Pious frauds were, as Victoria Shepherd puts in her fascinating A History of Delusions, “little white lies, to trick a person out of a delusion”. In revolutionary Paris, Philippe Pinel, head of the Bicêtre asylum, developed this method. “He would enter part way in the delusion in the hope of bringing his patient back with him to reality,” she wrote.
For example, to help a patient who was suffering from a terror that he was about to be executed, Pinel staged a mock “trial” at which the man was found innocent and told he was free to go.
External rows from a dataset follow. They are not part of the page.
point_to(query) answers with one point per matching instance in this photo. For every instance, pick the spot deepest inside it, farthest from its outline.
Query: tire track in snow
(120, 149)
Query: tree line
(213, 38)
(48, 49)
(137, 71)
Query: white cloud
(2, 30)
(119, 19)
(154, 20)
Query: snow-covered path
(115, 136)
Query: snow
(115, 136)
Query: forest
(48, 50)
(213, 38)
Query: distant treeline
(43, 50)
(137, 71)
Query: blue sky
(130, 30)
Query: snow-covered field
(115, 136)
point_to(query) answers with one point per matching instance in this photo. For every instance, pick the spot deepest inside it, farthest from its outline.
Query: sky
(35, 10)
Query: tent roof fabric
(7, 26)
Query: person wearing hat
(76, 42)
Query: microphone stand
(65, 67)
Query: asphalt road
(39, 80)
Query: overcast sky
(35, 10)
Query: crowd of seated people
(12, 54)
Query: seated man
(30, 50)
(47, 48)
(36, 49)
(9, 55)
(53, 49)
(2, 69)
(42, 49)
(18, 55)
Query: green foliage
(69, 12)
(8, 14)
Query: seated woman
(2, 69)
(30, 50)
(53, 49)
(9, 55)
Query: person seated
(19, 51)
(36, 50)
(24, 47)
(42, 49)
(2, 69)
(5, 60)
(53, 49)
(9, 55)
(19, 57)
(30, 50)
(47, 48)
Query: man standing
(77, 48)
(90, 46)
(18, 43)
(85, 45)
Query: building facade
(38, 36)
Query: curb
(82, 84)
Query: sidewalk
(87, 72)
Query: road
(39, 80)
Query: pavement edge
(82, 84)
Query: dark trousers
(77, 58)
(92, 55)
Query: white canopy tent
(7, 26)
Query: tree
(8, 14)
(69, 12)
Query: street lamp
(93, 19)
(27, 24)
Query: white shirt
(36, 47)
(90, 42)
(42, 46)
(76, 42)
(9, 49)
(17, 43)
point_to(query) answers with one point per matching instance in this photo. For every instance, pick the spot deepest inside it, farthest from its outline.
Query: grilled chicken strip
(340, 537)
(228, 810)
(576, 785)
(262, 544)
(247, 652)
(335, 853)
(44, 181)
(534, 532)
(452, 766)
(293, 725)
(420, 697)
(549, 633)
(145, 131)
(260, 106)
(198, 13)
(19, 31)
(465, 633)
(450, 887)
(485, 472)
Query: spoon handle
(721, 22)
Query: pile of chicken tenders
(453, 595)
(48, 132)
Later, this method had to be adapted to the delusions of grandeur in which patients imagined themselves to be Napoleon. A Dr Leblond claimed to have cured a captain of the dragoons: “‘It is surely an indignity to treat Emperor Napoleon in this way‚’ he declared to the doctor. ‘Those frightful valets bound me – I intend to have them shot’. To which Leblond calmly replied, ‘Yes, you are indeed emperor Napoleon, but Napoleon on St Helena [island].’ On hearing these words the madman fell silent, then began repeating ‘St Helena, St Helena’. He then asked to be unbound and kept his promise to remain calm until he was freed.”